In the 1670s he crewed with buccaneers on the Spanish Main of Central America, which eventually led to his first circumnavigation. On the ship Cygnet, following Pacific-spanning raids that included the East Indies, Manila, and the Spice Islands, Dampier's ship was beached on the northwest coast of Australia in 1688. Waiting for repairs, his scientific interest surfaced as he made notes and drawings on the local fauna and flora. Following three years of further adventures he returned to England. In 1697 he published his experiences in A New Voyage. Described as one of the greatest tales of adventure and exploration ever written, the book was published in several languages.

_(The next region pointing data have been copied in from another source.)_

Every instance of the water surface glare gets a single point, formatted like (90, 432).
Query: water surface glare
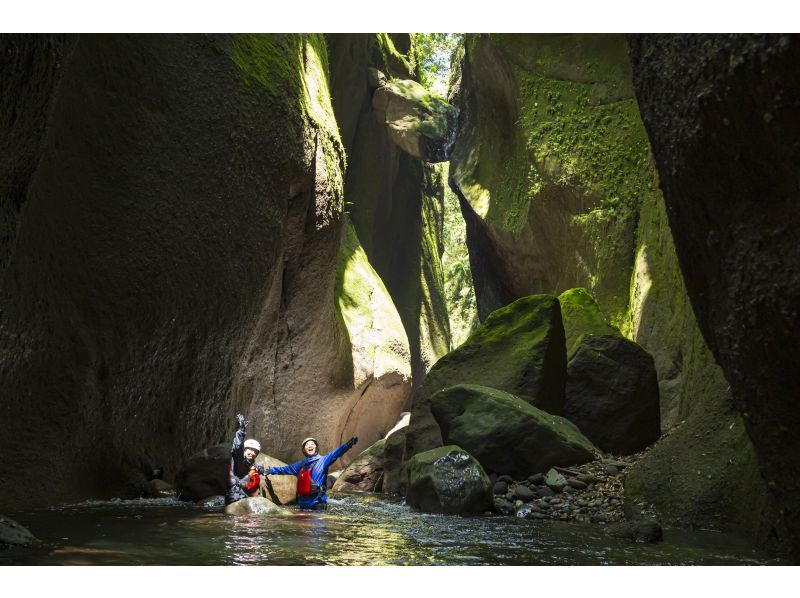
(356, 530)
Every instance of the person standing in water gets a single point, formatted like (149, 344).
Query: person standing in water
(244, 476)
(312, 472)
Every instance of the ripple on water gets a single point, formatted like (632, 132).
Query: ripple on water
(356, 530)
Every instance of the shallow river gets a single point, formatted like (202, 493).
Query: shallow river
(356, 530)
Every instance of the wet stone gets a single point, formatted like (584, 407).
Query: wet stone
(536, 479)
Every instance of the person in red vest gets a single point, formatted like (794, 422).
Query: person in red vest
(244, 476)
(312, 472)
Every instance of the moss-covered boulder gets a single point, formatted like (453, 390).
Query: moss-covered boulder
(395, 200)
(254, 505)
(418, 122)
(365, 473)
(612, 394)
(506, 434)
(612, 388)
(518, 349)
(448, 480)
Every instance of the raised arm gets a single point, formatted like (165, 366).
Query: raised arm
(338, 452)
(292, 469)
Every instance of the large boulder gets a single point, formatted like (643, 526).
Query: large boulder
(551, 162)
(506, 434)
(612, 394)
(721, 112)
(206, 474)
(418, 122)
(254, 505)
(612, 387)
(394, 200)
(393, 453)
(518, 349)
(448, 480)
(365, 473)
(12, 533)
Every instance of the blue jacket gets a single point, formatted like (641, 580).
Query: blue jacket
(319, 473)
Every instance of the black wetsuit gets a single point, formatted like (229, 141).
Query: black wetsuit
(238, 468)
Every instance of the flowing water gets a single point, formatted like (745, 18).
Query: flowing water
(356, 530)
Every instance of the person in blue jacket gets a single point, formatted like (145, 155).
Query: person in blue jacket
(312, 472)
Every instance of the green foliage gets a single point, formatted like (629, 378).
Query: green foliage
(458, 288)
(435, 52)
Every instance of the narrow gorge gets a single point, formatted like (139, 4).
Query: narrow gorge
(545, 279)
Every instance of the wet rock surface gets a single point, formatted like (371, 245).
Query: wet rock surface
(448, 480)
(254, 505)
(585, 493)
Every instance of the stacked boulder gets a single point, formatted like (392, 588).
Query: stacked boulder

It is reported that Captain Cook used Dampier's nautical observations on his voyages, and Charles Darwin found his books so useful that he took them aboard the Beagle.
This striking double-hemisphere world map traces the route of explorer William Dampier across the globe. It shows California as an island, with the Strait of Anian appearing to the north. The only other details in what would become the United States are a few unnamed rivers and three large place names: Virginie and Floride in the southeast, and N. Mexique in the southwest. In between Japan and the vague northwestern coast of North America is Terre de la Compagnie. New Guinea is attached to an Australia with incomplete borders, while New Zealand is represented as just a single unfinished coastline. From the French edition of Dampier's New Voyage Round the World.
A dark impression on a clean sheet which has been trimmed past the neatline at top left. There is a faint damp stain at top left and a short binding tear at lower right that has been closed on verso with archival materials.